TOUT RESTE à faire sur la question explosive des comptes épargne temps (CET) des médecins hospitaliers. Fin décembre, le ministre de la Santé Xavier Bertrand avait tenté d’apaiser le courroux des quatre intersyndicales (1) à travers un accord-cadre pacificateur sur les conditions d’exercice à l’hôpital, censé (entre autres) régler la question des deux millions de jours de RTT hospitalières non posées depuis une décennie. Selon ce document, signé du bout du stylo par les syndicats, chaque praticien hospitalier (PH) ayant ouvert un CET se voyait proposer trois possibilités : poser ses jours stockés, se les faire racheter à 300 euros brut la journée ou les transformer en points retraite.
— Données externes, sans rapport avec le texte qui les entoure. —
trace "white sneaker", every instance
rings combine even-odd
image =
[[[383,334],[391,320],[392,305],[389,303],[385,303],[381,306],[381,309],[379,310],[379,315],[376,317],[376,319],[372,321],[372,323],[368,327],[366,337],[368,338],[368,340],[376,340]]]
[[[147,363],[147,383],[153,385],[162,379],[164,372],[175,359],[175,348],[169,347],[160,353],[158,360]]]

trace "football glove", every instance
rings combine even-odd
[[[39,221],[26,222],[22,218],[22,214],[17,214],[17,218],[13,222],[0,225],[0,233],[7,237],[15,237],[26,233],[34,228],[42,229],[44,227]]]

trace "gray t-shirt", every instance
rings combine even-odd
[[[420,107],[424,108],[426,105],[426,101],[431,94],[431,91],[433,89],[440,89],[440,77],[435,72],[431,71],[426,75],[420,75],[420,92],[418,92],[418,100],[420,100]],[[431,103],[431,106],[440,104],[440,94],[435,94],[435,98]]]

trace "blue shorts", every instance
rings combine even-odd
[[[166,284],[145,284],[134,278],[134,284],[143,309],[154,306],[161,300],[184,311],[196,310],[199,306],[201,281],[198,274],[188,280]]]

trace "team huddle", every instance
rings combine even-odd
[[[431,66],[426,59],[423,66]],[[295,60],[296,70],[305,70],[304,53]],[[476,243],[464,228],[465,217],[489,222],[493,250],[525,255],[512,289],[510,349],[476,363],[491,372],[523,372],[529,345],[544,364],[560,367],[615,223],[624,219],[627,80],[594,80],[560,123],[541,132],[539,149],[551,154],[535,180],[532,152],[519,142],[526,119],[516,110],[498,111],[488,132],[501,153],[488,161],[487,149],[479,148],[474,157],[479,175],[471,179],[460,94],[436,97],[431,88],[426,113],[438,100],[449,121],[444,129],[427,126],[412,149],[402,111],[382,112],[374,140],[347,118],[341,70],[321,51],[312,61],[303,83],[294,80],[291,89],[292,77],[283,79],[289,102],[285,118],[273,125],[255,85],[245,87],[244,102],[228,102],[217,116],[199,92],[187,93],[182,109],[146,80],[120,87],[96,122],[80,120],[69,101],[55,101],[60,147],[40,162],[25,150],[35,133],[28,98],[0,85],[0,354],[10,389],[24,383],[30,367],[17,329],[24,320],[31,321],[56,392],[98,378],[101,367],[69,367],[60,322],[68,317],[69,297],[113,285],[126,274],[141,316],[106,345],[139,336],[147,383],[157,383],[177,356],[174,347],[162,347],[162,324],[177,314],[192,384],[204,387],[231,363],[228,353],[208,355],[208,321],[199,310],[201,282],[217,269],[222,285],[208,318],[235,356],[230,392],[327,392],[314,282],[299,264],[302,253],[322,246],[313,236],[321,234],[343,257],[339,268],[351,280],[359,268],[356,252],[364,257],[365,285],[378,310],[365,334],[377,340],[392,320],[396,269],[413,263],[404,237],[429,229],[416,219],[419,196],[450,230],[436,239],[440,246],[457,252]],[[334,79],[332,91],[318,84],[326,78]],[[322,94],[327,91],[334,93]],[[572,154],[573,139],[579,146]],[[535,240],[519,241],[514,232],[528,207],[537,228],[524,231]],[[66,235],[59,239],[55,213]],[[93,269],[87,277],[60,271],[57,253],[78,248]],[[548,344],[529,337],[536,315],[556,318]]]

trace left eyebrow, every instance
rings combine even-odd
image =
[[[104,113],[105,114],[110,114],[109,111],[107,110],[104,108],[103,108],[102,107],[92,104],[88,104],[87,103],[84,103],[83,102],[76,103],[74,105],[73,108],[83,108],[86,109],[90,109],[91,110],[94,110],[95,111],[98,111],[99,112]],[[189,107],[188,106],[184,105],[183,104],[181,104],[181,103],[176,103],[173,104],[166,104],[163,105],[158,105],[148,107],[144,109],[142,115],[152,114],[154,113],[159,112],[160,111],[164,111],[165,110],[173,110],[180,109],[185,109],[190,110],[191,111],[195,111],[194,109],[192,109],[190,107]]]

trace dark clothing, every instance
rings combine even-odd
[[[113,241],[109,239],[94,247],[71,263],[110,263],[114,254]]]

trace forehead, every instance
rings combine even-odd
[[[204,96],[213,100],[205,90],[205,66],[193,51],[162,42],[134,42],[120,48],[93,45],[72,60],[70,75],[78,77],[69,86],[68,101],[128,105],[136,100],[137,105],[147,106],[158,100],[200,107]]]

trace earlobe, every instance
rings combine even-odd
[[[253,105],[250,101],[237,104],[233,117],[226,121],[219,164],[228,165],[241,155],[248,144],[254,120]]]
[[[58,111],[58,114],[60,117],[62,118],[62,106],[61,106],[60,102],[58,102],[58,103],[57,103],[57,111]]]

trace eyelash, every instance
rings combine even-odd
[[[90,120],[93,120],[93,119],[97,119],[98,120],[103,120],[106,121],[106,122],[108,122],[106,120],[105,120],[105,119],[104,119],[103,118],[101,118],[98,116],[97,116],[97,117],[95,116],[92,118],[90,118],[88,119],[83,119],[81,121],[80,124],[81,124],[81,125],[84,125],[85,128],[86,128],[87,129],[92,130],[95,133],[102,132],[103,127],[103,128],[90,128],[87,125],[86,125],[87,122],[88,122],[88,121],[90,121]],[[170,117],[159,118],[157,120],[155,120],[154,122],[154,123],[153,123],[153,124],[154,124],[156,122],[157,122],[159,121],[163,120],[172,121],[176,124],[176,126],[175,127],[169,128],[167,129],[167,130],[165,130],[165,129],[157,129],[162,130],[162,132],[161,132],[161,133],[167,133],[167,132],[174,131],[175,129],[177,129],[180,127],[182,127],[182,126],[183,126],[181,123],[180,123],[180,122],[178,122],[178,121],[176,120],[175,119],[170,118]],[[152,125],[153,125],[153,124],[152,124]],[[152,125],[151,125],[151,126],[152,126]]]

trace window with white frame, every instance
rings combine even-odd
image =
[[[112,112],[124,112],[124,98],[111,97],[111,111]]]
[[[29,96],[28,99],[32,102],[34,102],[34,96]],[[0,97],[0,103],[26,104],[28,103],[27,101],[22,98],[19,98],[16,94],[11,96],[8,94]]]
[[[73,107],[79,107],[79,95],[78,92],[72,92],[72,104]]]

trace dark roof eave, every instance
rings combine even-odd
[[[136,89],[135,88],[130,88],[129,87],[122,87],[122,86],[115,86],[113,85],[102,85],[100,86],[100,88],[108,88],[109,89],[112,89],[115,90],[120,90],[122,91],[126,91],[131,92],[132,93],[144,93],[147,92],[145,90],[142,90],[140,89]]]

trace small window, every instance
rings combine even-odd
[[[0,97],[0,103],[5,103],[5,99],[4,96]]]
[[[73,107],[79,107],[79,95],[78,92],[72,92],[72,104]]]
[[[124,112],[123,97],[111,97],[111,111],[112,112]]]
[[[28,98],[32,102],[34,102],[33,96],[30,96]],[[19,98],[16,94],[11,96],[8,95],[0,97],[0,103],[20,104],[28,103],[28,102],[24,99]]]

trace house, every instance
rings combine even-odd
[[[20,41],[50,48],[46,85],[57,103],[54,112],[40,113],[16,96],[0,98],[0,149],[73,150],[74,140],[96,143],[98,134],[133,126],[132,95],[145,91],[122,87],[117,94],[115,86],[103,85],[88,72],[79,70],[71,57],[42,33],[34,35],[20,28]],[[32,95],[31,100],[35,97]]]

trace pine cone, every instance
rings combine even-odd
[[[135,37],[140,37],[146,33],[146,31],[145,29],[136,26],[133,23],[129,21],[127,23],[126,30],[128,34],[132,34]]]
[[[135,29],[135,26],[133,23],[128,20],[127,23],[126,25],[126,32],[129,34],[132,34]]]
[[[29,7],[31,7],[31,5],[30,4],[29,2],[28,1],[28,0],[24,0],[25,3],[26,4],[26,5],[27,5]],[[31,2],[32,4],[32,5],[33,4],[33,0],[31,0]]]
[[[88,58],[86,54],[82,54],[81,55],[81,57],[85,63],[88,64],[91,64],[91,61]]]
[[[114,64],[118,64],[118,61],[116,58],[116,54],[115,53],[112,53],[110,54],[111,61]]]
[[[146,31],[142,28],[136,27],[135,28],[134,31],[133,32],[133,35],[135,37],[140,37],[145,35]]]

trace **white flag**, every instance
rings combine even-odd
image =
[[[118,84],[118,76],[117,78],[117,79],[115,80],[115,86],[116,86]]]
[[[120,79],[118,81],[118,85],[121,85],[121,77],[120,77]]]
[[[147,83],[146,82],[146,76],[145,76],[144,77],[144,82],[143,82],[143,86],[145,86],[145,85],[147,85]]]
Avenir hospitalier, « nouvelle » intersyndicale dont la représentativité n’a toujours pas été établie (malgré une deuxième place aux élections professionnelles), a été laissé au bord de la route des négociations.
Aujourd’hui, cette même intersyndicale s’alarme des propositions du ministère dans un projet de décret relatif aux CET des personnels médicaux, envoyé par e-mail il y a quelques jours aux syndicats, sans nouvelle date de concertation ni perspective aucune.
300 euros par jour, une mesure « ridicule ».
« On nous propose 300 euros brut par jour, explique le Dr Nicole Smolski, présidente d’Avenir Hospitalier. Moi, mon ancienneté m’offre un salaire au 13e échelon, le dernier, et cette somme est moitié moins importante que ce que je gagne actuellement. Cette mesure est ridicule car intéressante pour les jeunes médecins… pour qui le problème de RTT se pose fatalement moins que pour les PH plus âgés ». Une somme jugée également « dérisoire » pour le Dr Jean-Claude Penochet, nouveau président de la CPH et successeur du Dr Pierre Faraggi, qui souhaite « une valorisation de ce montant indexé au salaire du PH ». Pragmatique, le Dr Norbert Skurnik, président de la CMH, rappelle de son côté qu’« ayant signé l’accord-cadre, la CMH ne pratique pas le double langage. Certes, 300 euros, c’est peu, mais au moins c’est concret ».
Un coup d’épée dans l’eau.
Sur la possibilité de transformer ces jours de CET en points retraite, seul la CPH n’émet « pas de réserve particulière ». Le Dr Penochet n’apprécie guère le manque de choix accordé aux PH. « On ne peut épargner qu’auprès de deux organismes, explique-t-il, le Prefon et le Corem, et les avantages sont maigres. Autant placer son argent ailleurs ». Pour la présidente d’Avenir Hospitalier, « c’est de l’arnaque totale, puisque dans la proposition du ministère, l’employeur est déchargé de sa part patronale. On a fait des simulations, et on gagne presqu’autant en empochant les 300 euros, argent qui va générer des cotisations Ircantec, notre caisse de retraite habituelle, qu’en disant oui à leur système ».
Désormais, le contre-la-montre est lancé. À moins de trois semaines de l’élection du prochain président de la République, les syndicats ne se voilent pas la face. « Jamais le Conseil d’État n’avalisera ce projet de décret en si peu de temps, estime le Dr Smolski. C’est un coup d’épée dans l’eau ». Contacté par le Quotidien, le ministère n’a pas été en mesure de nous répondre.
(1) Coordination médicale hospitalière (CMH), Syndicat National des médecins, chirurgiens, spécialistes et biologistes des hôpitaux publics (SNAM-HP), Confédération des praticiens des hôpitaux (CPH), Intersyndicat National des Praticiens Hospitaliers (INPH).